Two days ago I got the chance to see a broader view.
After weeks of wearing “planning blinders” — staring at statistics, wrangling over agenda items, and analyzing Guatemala in terms of poverty and problems and how we can best address them — I got the chance to just look at Guatemala.
Flying over rural Guatemala you don’t see faces of poverty, even though you can find some of the worst of it there, you see a rippling green sea of trees. On top of the ridges of the hilly countryside you see roads, but from there you don’t see them as avenues of chaos but spindly arms that reach out to connect isolated villages.
It made me smile, and remember what a treat it is to be able to fly.
Four years ago I got a similar gift. I had spent the last six months supervising the construction of the New Hope School, and was more than ready for a little vacation. Flying out of Guatemala City, you sometimes pass over our New Hope site, so I kept a watch out for it. Suddenly, there it was, the yellow earth of the hilltop we shaved off to create New Hope Village, dotted with two big rectangles that are the roofs of our offices, and then a bunch of smaller rectangles, the roofs of the houses in the village. I had seen this before, on my last trip to the US, so while it made me happy, it wasn’t unexpected.

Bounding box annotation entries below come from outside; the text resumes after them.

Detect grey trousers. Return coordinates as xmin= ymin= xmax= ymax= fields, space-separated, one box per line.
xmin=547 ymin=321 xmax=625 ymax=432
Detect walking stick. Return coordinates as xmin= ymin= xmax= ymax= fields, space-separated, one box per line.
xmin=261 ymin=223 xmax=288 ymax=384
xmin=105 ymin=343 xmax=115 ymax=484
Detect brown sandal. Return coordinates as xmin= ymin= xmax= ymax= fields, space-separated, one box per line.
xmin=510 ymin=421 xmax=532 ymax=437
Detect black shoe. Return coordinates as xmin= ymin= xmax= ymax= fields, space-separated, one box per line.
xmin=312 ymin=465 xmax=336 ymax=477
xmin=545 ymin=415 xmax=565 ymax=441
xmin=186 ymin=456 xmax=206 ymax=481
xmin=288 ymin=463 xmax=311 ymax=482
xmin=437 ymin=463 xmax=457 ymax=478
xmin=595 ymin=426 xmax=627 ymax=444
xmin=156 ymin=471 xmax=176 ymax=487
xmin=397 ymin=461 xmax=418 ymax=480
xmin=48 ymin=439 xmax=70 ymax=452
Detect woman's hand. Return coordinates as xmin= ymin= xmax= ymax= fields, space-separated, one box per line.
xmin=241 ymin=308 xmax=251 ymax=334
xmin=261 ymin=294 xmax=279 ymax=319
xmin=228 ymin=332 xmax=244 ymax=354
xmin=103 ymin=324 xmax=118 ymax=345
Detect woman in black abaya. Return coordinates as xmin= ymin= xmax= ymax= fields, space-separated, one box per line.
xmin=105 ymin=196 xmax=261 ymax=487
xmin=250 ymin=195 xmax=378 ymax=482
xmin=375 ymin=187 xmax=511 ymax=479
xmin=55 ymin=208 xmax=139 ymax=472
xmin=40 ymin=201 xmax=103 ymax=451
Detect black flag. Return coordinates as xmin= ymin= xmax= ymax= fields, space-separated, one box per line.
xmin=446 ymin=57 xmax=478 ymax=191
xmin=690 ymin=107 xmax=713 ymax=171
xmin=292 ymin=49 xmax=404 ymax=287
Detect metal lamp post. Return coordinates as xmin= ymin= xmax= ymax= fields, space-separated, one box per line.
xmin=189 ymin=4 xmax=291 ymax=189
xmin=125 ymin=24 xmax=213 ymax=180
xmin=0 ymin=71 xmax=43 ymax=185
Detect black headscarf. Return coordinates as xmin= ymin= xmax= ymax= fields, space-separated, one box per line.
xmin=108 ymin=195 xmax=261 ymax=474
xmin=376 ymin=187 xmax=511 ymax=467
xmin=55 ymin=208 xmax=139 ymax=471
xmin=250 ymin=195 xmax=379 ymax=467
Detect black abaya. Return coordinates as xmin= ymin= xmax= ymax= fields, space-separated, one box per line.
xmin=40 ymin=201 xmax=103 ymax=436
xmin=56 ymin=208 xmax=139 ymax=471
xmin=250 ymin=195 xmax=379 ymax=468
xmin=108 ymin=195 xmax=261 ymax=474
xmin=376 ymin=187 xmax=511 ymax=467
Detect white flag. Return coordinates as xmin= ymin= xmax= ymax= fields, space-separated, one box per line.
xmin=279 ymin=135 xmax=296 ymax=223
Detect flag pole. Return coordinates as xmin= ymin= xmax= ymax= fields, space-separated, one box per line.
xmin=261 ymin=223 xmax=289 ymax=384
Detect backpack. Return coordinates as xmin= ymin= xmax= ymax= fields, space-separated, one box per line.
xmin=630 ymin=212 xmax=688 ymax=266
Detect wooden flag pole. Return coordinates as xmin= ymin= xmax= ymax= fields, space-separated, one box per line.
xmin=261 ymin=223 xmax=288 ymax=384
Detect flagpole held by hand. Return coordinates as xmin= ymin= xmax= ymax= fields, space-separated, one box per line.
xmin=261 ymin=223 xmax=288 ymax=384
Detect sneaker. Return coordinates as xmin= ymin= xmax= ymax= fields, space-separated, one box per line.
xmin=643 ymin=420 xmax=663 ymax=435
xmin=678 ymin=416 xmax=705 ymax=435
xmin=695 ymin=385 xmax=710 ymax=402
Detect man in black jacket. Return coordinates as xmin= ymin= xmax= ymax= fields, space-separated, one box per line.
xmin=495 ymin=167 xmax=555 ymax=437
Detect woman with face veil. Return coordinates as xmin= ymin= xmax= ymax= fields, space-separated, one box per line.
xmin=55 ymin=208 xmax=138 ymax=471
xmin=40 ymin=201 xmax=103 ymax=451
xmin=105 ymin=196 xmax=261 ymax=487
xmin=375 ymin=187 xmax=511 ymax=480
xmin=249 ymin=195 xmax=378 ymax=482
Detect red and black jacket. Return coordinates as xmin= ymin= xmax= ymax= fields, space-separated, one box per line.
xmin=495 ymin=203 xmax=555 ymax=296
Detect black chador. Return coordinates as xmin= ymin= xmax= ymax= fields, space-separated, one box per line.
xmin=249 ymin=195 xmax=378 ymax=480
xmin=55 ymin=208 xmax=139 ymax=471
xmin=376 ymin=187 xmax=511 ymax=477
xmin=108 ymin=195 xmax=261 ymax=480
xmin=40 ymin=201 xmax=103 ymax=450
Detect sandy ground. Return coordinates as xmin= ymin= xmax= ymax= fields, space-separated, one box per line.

But then, to my surprise, I noticed something new. Two big white rectangles just beyond the others — the roofs of the school and the ball court that we had built. Just the day before I had stood under one of those rectangles with the builder and certified that he had completed the work per the contract. And now I was soaring above it, and just then I realized what we had done. I saw how we had actually changed the country of Guatemala.
Of course the point of the school isn’t the building, it’s what happens inside, and even massive, reinforced concrete structures aren’t permanent additions to a landscape. But so much of the real work we do is barely visible — what does hope or critical thinking look like? — that it helps to see something physical to remind you.
So on that flight back from Minnesota on Tuesday evening my spirits were lifted seeing Guatemala from a perspective different from the one I see everyday. Truth be told, I had spent a lot of the flight thinking less positive thoughts. I was anxious about all the work I need to get done in the next few weeks, about what the future holds for me and some people I care about, and beating myself up for things I failed to do or think I could have done better.
And then, wallowing in those kinds of thoughts, I looked out the window and saw the world below, vast and full, at once fleeting and timeless beyond our comprehension. My fears and frustrations became tiny and insignificant. And it made me smile.